7 Schicksale - nicht repräsentativ für MS

Die 7 gezeigten Menschen mit MS und ihre Familien sind kein repräsentativer Schnitt. Vielmehr fand Jann Kessler zu Luana, Bernadette, Rainer, Graziella, Oliver und Melanie, weil sie alle bereits ein Stück zu kämpfen hatten mit ihrer MS - ähnlich wie seine Mutter. Weil sie alle ihren eigenen Weg gefunden haben, damit umzugehen, egal, was die anderen darüber denken.
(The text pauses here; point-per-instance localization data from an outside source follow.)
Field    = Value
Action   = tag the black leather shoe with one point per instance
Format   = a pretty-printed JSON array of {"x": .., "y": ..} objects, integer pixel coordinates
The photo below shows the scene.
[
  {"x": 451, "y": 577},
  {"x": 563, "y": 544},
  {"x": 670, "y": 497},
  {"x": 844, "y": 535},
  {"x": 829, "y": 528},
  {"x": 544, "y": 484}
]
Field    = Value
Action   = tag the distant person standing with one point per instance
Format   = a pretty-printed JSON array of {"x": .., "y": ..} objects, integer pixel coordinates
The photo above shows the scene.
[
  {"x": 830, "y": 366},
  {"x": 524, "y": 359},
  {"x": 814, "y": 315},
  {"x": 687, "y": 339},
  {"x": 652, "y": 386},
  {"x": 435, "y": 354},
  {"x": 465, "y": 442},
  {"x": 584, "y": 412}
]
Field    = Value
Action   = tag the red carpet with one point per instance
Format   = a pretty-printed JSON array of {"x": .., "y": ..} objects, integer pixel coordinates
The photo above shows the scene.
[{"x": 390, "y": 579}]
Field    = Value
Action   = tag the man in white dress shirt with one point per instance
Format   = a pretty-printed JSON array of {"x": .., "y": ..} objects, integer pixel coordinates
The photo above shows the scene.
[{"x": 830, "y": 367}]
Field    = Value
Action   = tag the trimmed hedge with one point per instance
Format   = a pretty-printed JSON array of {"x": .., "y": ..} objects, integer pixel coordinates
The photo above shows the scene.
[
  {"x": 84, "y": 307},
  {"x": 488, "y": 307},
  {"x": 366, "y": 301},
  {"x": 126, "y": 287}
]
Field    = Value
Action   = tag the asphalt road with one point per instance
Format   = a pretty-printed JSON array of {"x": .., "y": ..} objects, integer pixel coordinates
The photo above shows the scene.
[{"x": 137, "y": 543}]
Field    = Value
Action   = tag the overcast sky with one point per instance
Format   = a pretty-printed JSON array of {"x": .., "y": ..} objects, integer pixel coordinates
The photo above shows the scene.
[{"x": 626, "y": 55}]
Weil sie ihm Antworten geben konnten auf die Frage: Wie lebt man als stärker Betroffener mit Multipler Sklerose ?

Ein sehr authentischer Film mit zutiefst berührenden Momenten. Zum Nachdenken, Mitweinen und Mitlachen. Ein Film, der definitiv unter die Haut geht. Und der doch nur einen kleinen Ausschnitt aus der Vielfalt der unberechenbaren Erkrankung Multiple Sklerose zeigt. Jann Kessler hat für seinen Dokumentarfilm, ursprünglich eine Matura-Arbeit, den MS-Preis der Schweizerischen MS-Gesellschaft erhalten.

AMSEL e.V. unterstützt den Deutschland-weiten Kinostart von "Multiple Schicksale" als Beitrag zur Aufklärung über das Leben mit einer schwer verlaufenden chronischen Krankheit. Zugleich distanziert sich AMSEL e.V. ausdrücklich von gesetzeswidrigen Formen der Sterbehilfe.